MIT MEINEM WAGEN AUF DIE GRENZE zwischen Ost- und Westdeutschland zufahrend, weiß ich nicht, warum mir Tränen kommen, ich die Welt vor mir verschwommen sehe, welche unscheinbaren inneren Regungen mich während der Durchfahrt ergreifen. Ich denke Butter, Stulle, Pflaumenmus und ich beginne zu krampfen. Anwandlungen wie von Trauergemüt beeinflusst bemächtigen sich meiner. Ich habe gegen das innere Schluchzen regelrecht anzukämpfen. So allein mit mir und unbeherrscht, wie ich in dem geborgten Wagen in den Westen einreise, auf einer gewöhnlichen Autobahn, ist es mir weniger peinlich, als würden mich Freunde so erleben, für die mein Gefühlsausbruch sicher schwer nachzuvollziehen wäre. Ein Gefühlsausbruch eines Wortes wegen, das Butterblume heißt oder Mutterblume. Ich lebe innere Regungen im Allgemeinen rasch aus, gebe mich meinen Gefühlen nicht haltlos hin und überwinde den Anflug von tieferer Bewegtheit, bevor Tränen eine Chance haben. In diesem konkreten Fall beherrsche ich mich nicht und kriege mich eines Wortgebildes wegen nicht in den Griff, bin dermaßen ergriffen und von innen her geschüttelt wie nie zuvor im Leben, dass ich ohne Gefährdung meines Lebens nicht auf der Straße sein darf, mich nötige, den Wagen rechts ranzufahren, um diesen kritischen Moment durchzustehen. Die Worte wechseln. Es kommt zur Rotation der Worte, die mich reihenweise anfallen und zum Heulen bringen. Butterstulle, Kuhstall, Marzipan, maritim und Tokio sind sonst keine Begriffe, die bei mir Emotionen auslösen.
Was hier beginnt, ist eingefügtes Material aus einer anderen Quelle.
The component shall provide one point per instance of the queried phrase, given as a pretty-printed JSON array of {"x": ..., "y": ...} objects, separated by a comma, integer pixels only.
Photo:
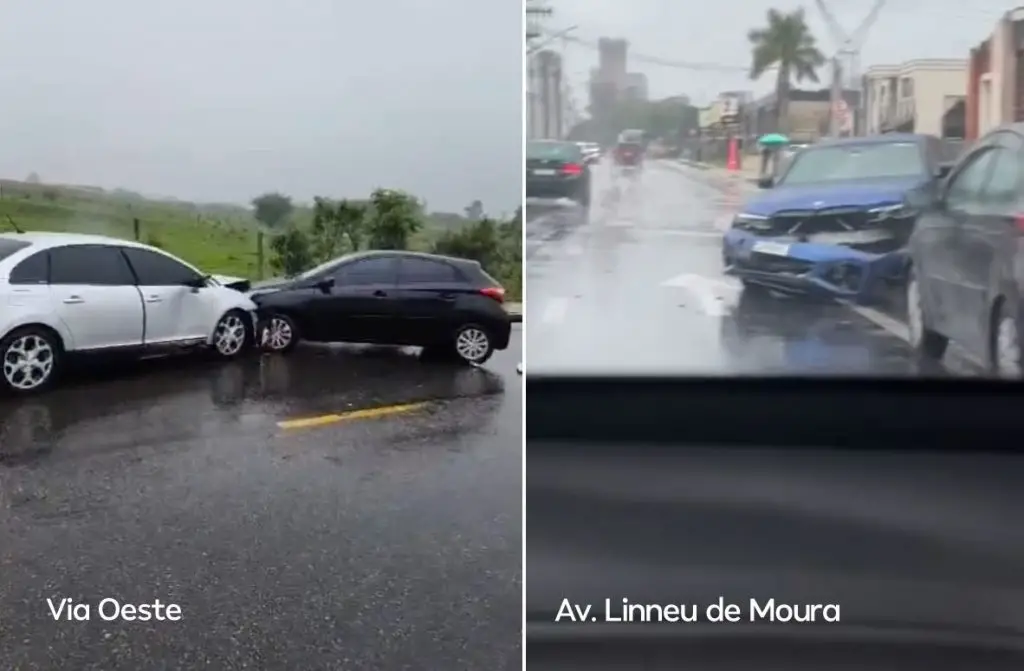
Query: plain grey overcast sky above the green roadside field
[{"x": 224, "y": 100}]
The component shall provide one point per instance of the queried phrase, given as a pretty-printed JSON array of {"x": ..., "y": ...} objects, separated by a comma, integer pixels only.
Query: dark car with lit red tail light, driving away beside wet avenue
[{"x": 558, "y": 170}]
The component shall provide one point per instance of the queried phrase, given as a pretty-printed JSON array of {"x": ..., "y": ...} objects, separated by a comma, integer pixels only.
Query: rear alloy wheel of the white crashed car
[{"x": 31, "y": 360}]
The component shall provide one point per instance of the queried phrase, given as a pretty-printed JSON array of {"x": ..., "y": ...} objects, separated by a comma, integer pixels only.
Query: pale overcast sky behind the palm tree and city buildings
[{"x": 716, "y": 32}]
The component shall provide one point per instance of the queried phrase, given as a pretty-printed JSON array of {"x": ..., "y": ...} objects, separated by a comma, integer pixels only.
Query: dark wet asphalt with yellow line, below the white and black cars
[{"x": 387, "y": 543}]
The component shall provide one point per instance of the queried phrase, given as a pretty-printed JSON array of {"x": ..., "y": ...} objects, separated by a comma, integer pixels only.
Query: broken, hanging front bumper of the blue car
[{"x": 851, "y": 266}]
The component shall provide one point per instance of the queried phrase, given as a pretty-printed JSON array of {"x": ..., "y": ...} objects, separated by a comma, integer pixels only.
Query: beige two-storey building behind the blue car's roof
[{"x": 926, "y": 96}]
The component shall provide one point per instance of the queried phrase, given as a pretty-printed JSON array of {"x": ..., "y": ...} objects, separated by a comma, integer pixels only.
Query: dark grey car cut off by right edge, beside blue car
[{"x": 967, "y": 254}]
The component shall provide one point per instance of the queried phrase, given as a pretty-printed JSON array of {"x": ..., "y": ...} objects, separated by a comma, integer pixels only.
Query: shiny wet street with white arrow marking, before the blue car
[{"x": 637, "y": 287}]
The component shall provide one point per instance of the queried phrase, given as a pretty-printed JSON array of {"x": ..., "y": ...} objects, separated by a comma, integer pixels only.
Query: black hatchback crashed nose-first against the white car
[{"x": 447, "y": 306}]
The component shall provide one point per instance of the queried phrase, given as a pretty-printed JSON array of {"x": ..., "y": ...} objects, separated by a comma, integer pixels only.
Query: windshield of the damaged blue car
[{"x": 867, "y": 161}]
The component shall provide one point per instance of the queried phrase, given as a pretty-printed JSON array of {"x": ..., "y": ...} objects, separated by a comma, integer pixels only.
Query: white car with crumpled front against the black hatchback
[{"x": 70, "y": 295}]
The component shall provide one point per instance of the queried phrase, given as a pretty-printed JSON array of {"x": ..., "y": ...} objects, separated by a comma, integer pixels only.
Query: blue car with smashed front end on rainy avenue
[{"x": 838, "y": 220}]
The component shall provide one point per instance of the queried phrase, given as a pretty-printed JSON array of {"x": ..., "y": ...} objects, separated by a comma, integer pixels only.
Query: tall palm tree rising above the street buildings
[{"x": 788, "y": 45}]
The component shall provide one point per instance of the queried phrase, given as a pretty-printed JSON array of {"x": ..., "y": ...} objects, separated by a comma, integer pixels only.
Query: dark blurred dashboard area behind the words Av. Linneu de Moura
[{"x": 897, "y": 502}]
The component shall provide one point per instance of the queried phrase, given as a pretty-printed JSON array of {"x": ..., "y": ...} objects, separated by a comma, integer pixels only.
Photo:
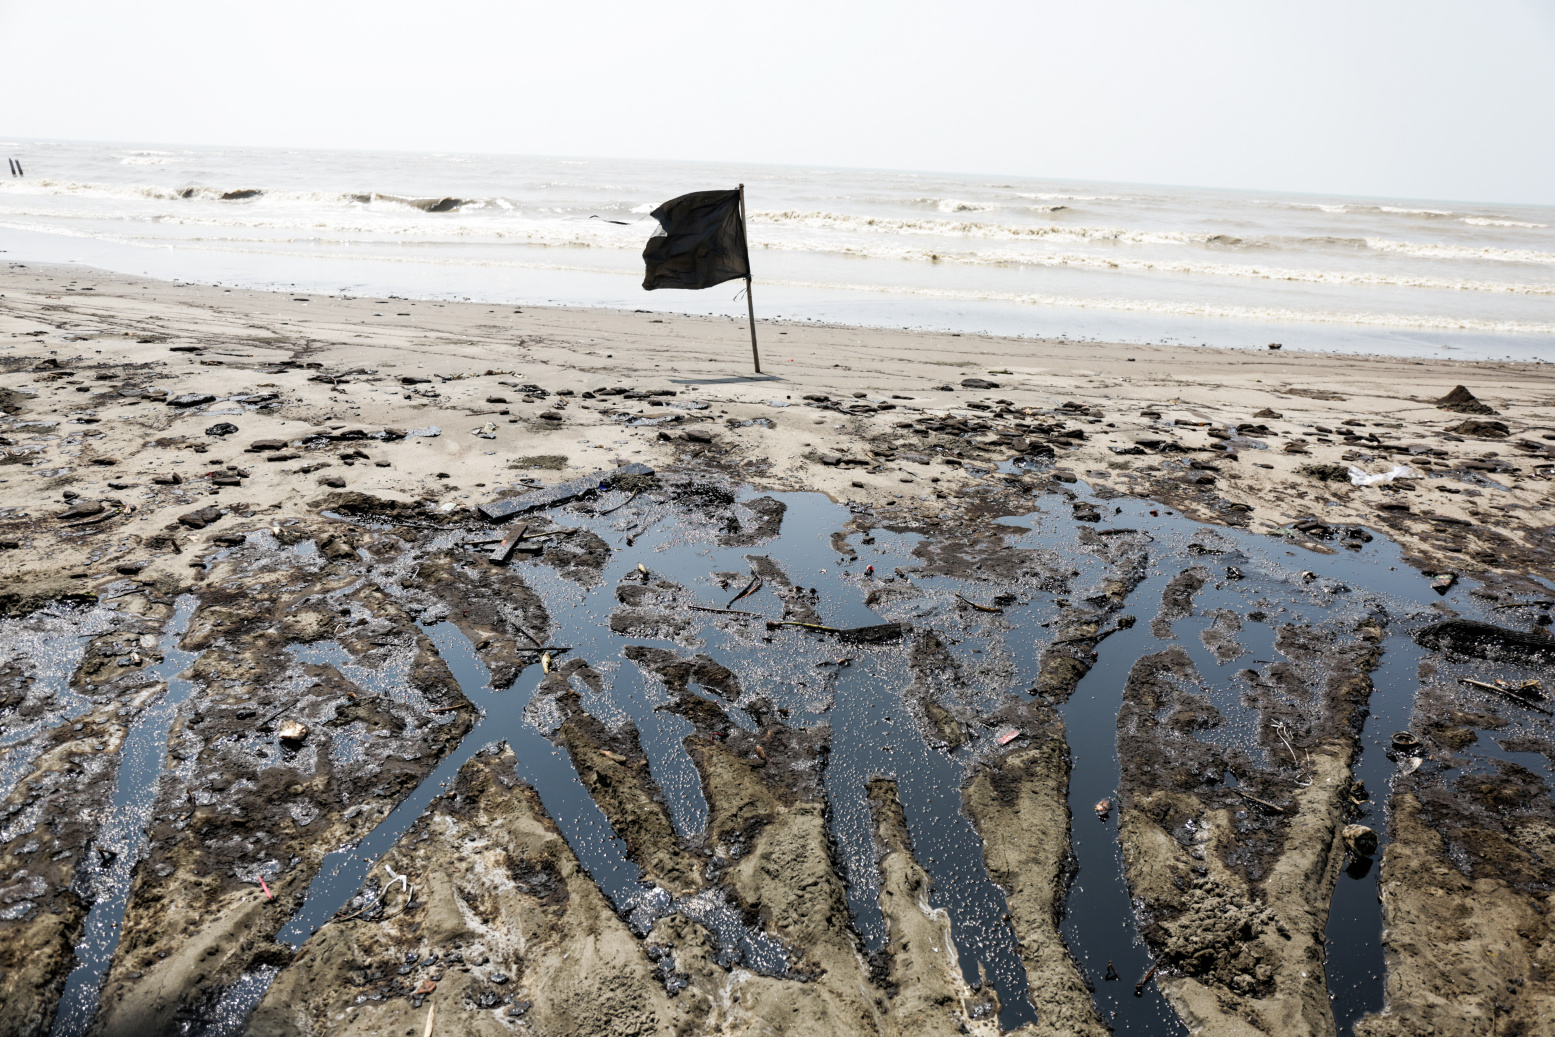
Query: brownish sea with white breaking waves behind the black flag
[{"x": 1001, "y": 254}]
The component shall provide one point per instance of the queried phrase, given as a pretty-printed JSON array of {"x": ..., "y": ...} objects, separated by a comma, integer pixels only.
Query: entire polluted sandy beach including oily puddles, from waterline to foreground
[{"x": 803, "y": 727}]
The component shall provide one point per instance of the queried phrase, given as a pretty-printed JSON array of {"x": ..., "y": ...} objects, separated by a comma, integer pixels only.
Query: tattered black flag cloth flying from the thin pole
[{"x": 701, "y": 242}]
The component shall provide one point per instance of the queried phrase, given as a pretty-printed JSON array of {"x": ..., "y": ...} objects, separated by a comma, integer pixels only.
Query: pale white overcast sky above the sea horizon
[{"x": 1420, "y": 99}]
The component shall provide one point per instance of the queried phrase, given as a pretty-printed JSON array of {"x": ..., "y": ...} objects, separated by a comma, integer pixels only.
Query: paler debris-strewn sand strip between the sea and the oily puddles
[{"x": 85, "y": 346}]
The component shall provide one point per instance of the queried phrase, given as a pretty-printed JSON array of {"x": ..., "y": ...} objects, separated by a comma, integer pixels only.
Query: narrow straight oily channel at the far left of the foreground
[{"x": 122, "y": 840}]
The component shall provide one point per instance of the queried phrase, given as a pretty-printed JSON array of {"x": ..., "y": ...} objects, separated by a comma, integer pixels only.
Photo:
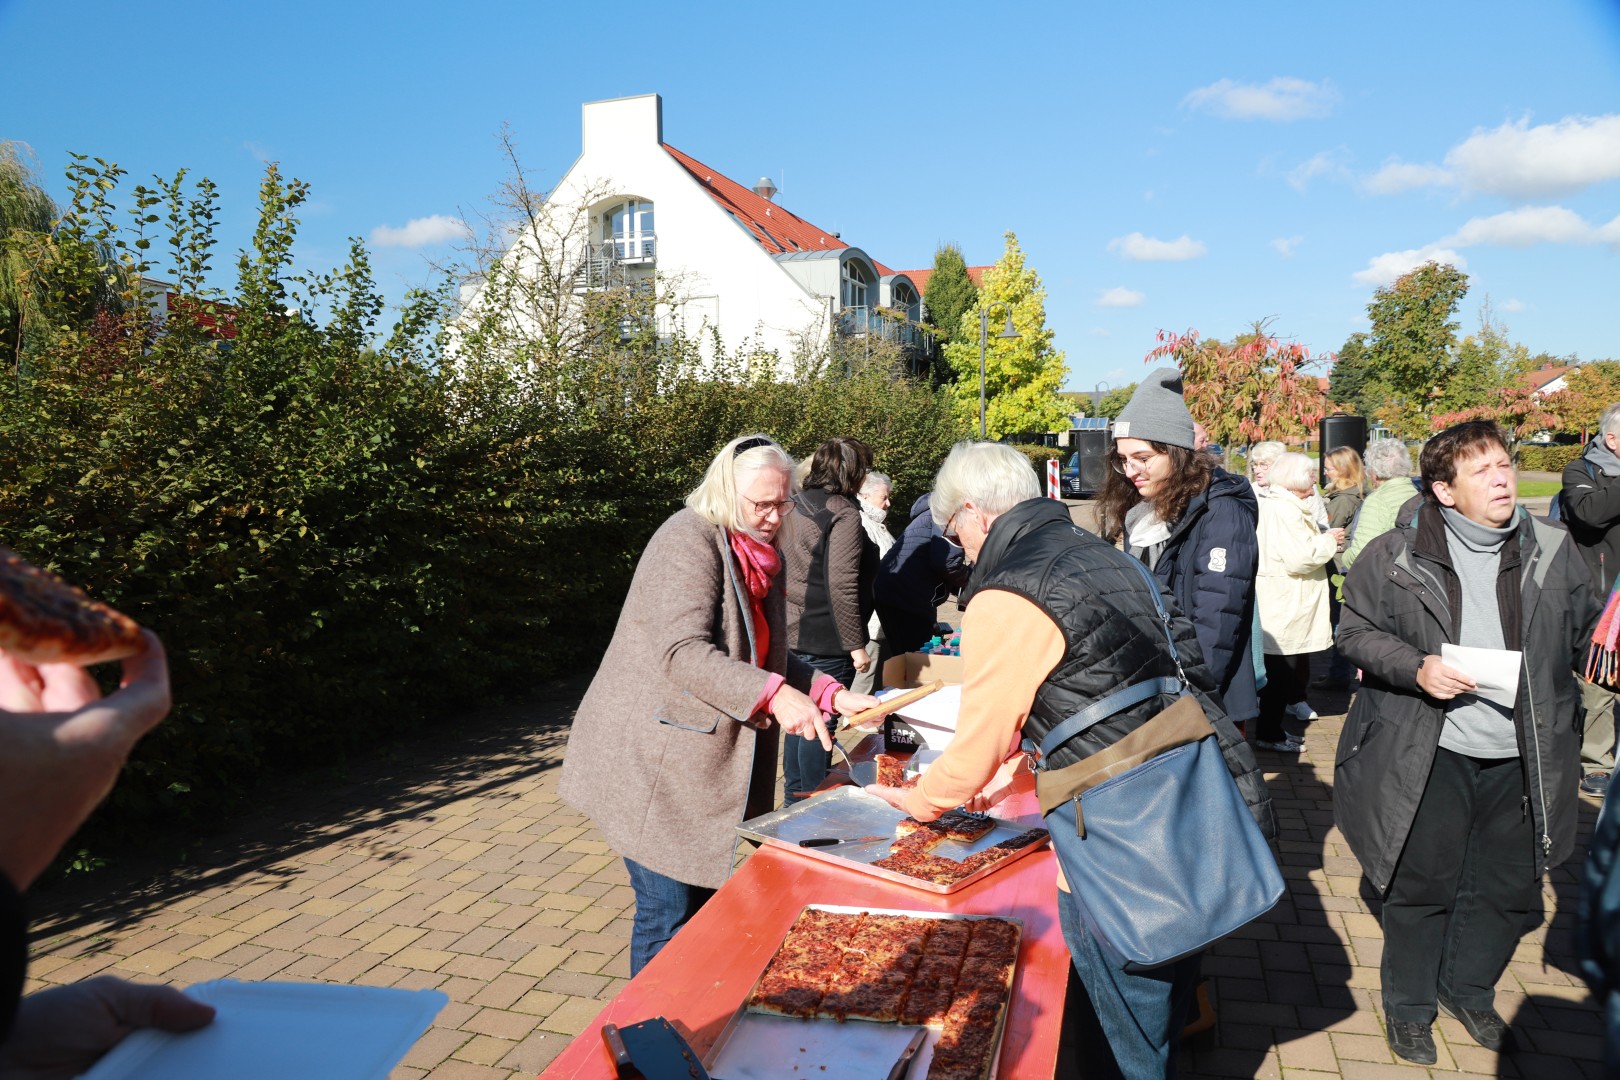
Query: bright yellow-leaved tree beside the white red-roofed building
[{"x": 1023, "y": 375}]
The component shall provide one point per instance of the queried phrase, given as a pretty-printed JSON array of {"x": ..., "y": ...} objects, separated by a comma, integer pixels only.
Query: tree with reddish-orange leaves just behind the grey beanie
[{"x": 1255, "y": 389}]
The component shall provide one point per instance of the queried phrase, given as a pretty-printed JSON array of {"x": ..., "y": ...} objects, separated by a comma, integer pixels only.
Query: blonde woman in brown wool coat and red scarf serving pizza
[{"x": 676, "y": 739}]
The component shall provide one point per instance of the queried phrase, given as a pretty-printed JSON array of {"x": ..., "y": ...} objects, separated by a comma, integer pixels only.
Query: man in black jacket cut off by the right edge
[{"x": 1592, "y": 512}]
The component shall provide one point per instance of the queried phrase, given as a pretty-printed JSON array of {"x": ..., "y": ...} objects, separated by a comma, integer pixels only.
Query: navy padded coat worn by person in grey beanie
[{"x": 1209, "y": 566}]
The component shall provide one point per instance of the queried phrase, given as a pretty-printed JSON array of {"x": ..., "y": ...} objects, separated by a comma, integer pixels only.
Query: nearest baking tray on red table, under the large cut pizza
[{"x": 759, "y": 1047}]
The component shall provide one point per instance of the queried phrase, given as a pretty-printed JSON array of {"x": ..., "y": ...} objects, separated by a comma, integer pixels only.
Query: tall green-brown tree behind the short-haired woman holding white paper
[{"x": 1413, "y": 342}]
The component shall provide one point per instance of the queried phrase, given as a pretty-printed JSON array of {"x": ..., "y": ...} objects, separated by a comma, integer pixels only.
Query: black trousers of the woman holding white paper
[{"x": 1464, "y": 890}]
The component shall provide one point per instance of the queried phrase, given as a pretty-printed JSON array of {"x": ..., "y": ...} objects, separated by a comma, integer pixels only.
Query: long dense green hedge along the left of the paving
[{"x": 339, "y": 538}]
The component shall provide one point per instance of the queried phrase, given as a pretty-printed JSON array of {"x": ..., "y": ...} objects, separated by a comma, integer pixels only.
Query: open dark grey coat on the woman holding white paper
[{"x": 1402, "y": 603}]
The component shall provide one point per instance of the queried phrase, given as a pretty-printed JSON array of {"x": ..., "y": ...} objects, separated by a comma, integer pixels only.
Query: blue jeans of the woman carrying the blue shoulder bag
[{"x": 1141, "y": 1014}]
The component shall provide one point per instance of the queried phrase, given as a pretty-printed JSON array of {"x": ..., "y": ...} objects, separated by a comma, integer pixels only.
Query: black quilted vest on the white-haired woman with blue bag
[{"x": 1112, "y": 632}]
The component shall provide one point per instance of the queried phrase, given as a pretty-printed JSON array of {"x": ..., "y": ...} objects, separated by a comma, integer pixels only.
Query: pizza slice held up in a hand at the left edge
[{"x": 46, "y": 621}]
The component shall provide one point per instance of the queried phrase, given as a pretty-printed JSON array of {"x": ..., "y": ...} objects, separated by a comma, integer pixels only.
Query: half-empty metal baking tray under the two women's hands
[{"x": 850, "y": 812}]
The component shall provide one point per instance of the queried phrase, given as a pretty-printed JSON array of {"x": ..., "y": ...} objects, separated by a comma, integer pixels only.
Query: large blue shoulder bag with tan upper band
[{"x": 1153, "y": 833}]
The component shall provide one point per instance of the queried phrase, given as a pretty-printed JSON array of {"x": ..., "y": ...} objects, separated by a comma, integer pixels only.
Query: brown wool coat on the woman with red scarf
[{"x": 660, "y": 755}]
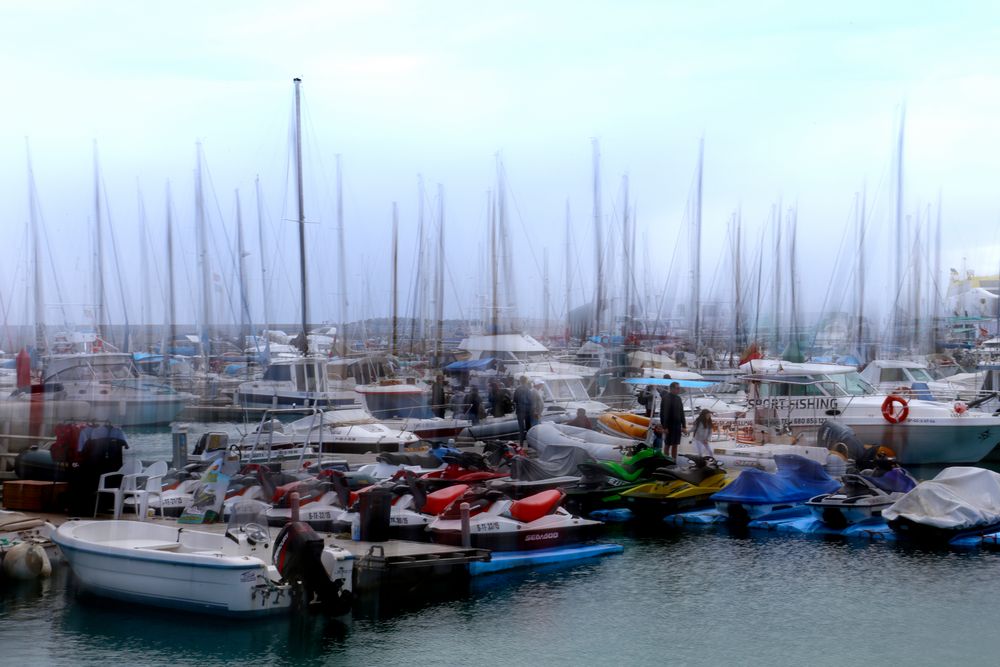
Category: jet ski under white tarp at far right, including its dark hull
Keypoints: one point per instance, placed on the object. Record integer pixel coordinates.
(960, 501)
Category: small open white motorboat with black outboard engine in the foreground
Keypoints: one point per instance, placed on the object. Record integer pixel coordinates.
(230, 574)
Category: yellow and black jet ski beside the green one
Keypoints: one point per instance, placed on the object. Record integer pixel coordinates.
(677, 488)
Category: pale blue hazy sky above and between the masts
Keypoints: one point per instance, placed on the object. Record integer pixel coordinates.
(798, 106)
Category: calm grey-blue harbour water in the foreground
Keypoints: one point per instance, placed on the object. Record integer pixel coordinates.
(691, 597)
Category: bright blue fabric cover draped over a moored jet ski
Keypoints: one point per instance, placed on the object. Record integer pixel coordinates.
(797, 479)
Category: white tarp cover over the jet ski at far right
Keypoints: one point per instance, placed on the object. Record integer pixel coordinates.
(958, 498)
Hier aber denke ich sie nur leicht an und komme aus dem Weinen nicht heraus. Weinen, ausgelöst durch äußere und innere Gemütsbewegungen. Folge von physischen Reizen wie Kälte, Wind, aber auch von Tränengas, das die Tränendrüsen genauso erfolgreich reizt wie die Ausdünstungen der Zwiebelhaut. Reizungen, durch welche salzige Flüssigkeit entsteht, die dem Schutz des Augapfels dient. Es kommt auch durch bloße Umweltreize bedingt zu körperlichen Symptomen, die man Weinen nennt. Alles hebt an mit der ungleichmäßig auftretenden Atmung. Wir beginnen zu schluchzen. Es kommt zur Sekretabsonderung der oberen Atemwege. Wir unterliegen überwältigenden Gefühlen, tiefer Rührung. Es soll Menschen geben, die beim Orgasmus im Wechsel der Gefühle weinen und lachen und dabei in heftig anhaltende Weinkrämpfe und außer Kontrolle geraten.